Vagabundos de la existencia

Hace unos días revisaba algo de lo que he escrito en el último año en esa pequeña libreta roja. Reflexioné sobre las líneas escritas que como hoy, se materializan y expresan un fragmento de lo que supone mi existencia. Esta noche me pregunto que me diría aquella versión de mí mismo de algunas lunas atrás; qué reclamo me haría por haber tomado tal o cuál determinación sobre algún acontecimiento que sin duda, en ese momento, se manifestaba de trascendental importancia. O bien, por otra parte, me pregunto que le diría yo, en este preciso instante, al joven que en aquel momento creía tomar la decisión más acertada sobre algún asunto de su vida... acaso... ¿lo fue?

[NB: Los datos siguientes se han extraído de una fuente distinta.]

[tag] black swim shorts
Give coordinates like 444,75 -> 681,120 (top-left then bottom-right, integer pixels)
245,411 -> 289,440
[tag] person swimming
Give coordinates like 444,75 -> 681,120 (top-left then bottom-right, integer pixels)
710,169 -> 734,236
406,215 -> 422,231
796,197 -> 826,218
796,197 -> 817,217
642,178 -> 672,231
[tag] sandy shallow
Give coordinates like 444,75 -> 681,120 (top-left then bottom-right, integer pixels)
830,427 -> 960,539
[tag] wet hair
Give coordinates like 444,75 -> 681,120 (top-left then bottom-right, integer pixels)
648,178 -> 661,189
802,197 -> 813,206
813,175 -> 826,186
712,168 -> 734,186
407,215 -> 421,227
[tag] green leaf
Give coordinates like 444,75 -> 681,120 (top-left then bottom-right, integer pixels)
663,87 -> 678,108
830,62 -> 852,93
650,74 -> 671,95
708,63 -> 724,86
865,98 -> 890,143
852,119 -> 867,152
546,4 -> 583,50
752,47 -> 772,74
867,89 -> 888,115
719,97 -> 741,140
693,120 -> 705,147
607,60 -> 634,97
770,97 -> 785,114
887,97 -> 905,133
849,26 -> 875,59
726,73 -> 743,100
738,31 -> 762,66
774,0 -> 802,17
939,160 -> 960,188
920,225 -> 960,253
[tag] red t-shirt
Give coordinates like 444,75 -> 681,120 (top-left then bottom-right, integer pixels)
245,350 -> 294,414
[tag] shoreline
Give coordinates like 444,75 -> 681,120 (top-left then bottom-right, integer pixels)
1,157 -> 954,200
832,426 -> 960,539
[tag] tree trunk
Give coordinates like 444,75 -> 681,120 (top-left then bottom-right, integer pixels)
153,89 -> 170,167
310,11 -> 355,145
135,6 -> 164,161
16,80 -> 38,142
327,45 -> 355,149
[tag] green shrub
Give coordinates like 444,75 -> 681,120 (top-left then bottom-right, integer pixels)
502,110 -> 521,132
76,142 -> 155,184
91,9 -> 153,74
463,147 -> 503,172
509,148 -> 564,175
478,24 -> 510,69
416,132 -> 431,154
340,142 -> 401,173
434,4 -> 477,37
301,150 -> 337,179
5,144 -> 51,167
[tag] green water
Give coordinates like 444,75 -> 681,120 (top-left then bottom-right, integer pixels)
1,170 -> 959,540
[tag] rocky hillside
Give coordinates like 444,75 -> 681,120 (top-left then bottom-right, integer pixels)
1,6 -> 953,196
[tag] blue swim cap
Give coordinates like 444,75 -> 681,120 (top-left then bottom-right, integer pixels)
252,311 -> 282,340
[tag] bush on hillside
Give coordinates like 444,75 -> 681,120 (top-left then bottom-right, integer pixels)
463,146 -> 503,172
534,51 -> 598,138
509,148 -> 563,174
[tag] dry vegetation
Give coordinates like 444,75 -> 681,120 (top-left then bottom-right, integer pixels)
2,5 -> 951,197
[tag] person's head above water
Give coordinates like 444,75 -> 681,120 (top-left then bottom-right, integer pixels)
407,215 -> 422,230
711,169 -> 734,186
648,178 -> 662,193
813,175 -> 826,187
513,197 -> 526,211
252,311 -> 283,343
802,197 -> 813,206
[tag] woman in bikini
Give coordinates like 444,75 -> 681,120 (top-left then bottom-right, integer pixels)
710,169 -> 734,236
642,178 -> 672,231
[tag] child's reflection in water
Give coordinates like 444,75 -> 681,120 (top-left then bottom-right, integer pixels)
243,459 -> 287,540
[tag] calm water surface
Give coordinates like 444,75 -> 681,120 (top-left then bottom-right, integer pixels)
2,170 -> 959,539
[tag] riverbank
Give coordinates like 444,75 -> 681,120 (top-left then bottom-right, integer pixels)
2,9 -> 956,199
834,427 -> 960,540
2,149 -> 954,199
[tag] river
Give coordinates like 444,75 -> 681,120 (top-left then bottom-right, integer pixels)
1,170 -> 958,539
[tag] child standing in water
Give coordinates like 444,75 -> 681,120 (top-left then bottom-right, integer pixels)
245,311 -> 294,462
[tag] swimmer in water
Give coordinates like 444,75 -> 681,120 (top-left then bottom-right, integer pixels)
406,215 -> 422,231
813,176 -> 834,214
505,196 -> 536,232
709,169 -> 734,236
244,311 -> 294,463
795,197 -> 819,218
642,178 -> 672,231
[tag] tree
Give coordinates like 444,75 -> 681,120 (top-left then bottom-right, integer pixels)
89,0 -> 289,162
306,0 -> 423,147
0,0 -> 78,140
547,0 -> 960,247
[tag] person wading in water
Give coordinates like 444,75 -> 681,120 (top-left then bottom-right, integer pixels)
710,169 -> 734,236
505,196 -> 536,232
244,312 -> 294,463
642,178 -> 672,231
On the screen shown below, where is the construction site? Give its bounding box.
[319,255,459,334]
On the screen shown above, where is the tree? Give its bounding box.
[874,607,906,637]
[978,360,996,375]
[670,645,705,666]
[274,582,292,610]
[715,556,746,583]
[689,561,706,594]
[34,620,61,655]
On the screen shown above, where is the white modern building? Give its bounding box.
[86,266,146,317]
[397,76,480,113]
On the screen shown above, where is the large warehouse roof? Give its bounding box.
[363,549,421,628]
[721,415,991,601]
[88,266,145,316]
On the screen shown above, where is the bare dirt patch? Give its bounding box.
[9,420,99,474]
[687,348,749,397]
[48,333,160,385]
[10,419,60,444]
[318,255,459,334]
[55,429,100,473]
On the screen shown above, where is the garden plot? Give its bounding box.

Supongo que ésta pregunta sólo puede ser respondida por alguien que, al menos en este plano, aún no existe, y que tal vez sólo me sea posible encontrar mientras escribe sus memorias en las próximas páginas de este cuaderno, y que muy posiblemente, lo hará con un bolígrafo recién desempacado de la bolsa de compras, ya que la tinta de éste está próxima a consumirse. Me pregunto qué sucedería si en este preciso instante me encontrara, sentados alrededor de ésta mesa, con ese par de vagabundos de la existencia que, al igual que yo, creen conocerse mutuamente. Es verdad que a uno de ellos lo conozco a través del velo del recuerdo y de lo que me ofrecen algunas viejas fotografías; no obstante, al otro lo conozco sólo a través del ensueño y de la ilusión que encamina el andar de mi vida. Ciertamente, afirmo, sin temor a la equivocación, que los tres nos reconocemos en el reflejo que, sorteando el tiempo, tan sólo el espejo nos ofrece.